In-story information
- Species: Demon
- Place of origin: Hell
- Team affiliations: Amazons Tartarus
- Abilities: Magic; Sharp claws; Control of 1/13th of Hell's demons;

= Belyllioth =

Belyllioth is a fictional demon published by DC Comics. She debuted in Artemis: Requiem #1 (June 1996), and was created by William Messner-Loebs and Ed Benes.

==Fictional character biography==
Belyllioth started as a demon General living in the portion of Hell ruled over by the demon Dalkriig-Hath. When Wonder Woman entered this realm looking for her fallen sister Artemis, Belyllioth attempted to capture the intruder. Failing to do so, Dalkriig-Hath saw this as a failure and planned on publicly humiliating her by torture as an example to the other demons who may fail in their tasks. During this time though Dalkriig-Hath's newest bride Artemis and Wonder Woman were watching the public spectacle from a nearby building.

Diana managed to stop the executioner from torturing Belyllioth but was soon made a victim herself by the large number of demons faithful to Dalkriig-Hath.
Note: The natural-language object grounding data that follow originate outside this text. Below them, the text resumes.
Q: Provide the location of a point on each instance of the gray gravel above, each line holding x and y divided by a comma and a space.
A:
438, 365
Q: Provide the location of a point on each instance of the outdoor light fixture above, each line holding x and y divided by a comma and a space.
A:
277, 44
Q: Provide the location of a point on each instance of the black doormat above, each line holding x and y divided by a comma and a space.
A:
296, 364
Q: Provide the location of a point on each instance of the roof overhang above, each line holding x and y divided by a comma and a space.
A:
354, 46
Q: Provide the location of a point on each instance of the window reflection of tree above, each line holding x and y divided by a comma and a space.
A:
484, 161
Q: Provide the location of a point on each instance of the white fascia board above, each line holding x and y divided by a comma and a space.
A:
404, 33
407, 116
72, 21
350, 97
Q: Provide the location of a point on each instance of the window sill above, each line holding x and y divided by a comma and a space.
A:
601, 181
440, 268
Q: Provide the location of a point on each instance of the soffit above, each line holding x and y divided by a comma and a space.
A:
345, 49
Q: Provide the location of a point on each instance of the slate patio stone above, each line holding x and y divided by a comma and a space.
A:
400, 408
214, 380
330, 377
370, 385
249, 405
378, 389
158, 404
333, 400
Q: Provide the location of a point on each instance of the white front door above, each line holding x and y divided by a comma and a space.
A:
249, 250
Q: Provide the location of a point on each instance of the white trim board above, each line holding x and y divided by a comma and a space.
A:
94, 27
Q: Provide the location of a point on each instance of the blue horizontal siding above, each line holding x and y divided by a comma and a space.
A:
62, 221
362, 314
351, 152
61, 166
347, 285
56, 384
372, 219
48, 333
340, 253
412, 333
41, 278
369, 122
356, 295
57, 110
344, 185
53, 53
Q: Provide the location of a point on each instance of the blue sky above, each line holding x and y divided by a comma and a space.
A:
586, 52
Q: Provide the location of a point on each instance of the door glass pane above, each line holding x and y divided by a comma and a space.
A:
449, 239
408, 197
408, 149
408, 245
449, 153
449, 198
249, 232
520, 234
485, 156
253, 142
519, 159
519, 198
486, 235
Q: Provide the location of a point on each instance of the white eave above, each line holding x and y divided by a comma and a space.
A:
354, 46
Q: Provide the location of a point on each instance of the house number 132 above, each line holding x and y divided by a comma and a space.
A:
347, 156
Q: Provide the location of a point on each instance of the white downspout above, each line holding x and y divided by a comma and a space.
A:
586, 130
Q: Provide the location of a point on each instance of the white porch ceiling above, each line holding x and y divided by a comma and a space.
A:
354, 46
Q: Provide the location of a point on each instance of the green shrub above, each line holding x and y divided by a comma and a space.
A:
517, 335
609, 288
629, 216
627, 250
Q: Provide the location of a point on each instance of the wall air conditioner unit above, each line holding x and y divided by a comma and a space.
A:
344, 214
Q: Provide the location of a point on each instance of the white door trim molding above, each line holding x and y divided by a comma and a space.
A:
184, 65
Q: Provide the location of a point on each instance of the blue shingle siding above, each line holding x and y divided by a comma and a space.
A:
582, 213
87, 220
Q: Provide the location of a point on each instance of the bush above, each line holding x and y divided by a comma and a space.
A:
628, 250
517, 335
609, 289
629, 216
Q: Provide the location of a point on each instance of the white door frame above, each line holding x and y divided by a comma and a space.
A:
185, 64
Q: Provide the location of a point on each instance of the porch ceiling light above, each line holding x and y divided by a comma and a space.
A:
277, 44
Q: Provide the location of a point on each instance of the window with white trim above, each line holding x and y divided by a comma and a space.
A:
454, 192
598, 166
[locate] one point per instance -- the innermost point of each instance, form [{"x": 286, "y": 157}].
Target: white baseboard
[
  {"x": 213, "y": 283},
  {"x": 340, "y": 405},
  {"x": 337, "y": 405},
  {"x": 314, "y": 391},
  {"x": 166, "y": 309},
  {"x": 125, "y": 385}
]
Artemis then joined the fight by freeing Belyllioth from her shackles, allowing her and her loyal Myrmidon demons to take part in the battle also. Grateful to Artemis and Diana for freeing her, Belyllioth held back Dalkriig-Hath's forces until they could safely escape. Following their example, Belyllioth and her minions retreated to safety also.

Opting to bide her time and accumulate more demons to help her gain revenge against Dalkriig-Hath, Belyllioth was surprised to discover that a few months after their escape that Artemis had managed to kill Dalkriig-Hath in the mortal world. She thanked Artemis and quickly tried to assume lordship of the realm. Artemis' only stipulation for not standing in Belyllioth's way from doing so was that Belyllioth release the souls of 5 members of the demon hunting group The Hellenders who had died battling Dalkriig-Hath and the life of a woman who had committed suicide and her daughter. She agreed and they were given life again.

Belyllioth soon discovered though that holding on to her newfound title would be hard to do. The remaining 12 Princes of Hell had also discovered that Dalkriig-Hath had been destroyed and each tried to take over his portion of hell for themselves. This caused a huge war to take place that seemed to be a losing battle.

Artemis agrees to aid Belyllioth. Art by Ed Benes.

Realizing that as Dalkriig-Hath's widow Artemis was by rights entitled to become his replacement as ruler, Belyllioth traveled to the mortal realm seeking Artemis' aid. Artemis agreed to help Belyllioth's forces as the Underworld battle caused serious after effects in the mortal world. Telling Belyllioth that she did not want to rule her dead husband's realm, Artemis hatched a plan.

Disguised as Artemis, Belyllioth presented herself before the 12 Princes of Hell demanding that she be allowed rule. They grudgingly accepted and magically gave her all rights to the title of the 13th Prince of Hell. After the ceremony was ended Belyllioth revealed her true form, which angered the 12 other rulers. As they could not refute their established blessing, they were forced to accept Belyllioth as a fellow ruler.

They did promise Artemis though that for her treachery that they would seek revenge against her if she should ever enter Hell again. Fortunately for her, Belyllioth now considers Artemis to be a great ally for helping her get the 13th throne and will help protect her when needed.

==Powers and abilities==
Belyllioth is now a high ranking demon lord, commanding 1/13th of the demons of hell. She is also a skilled sorcerer and warrior.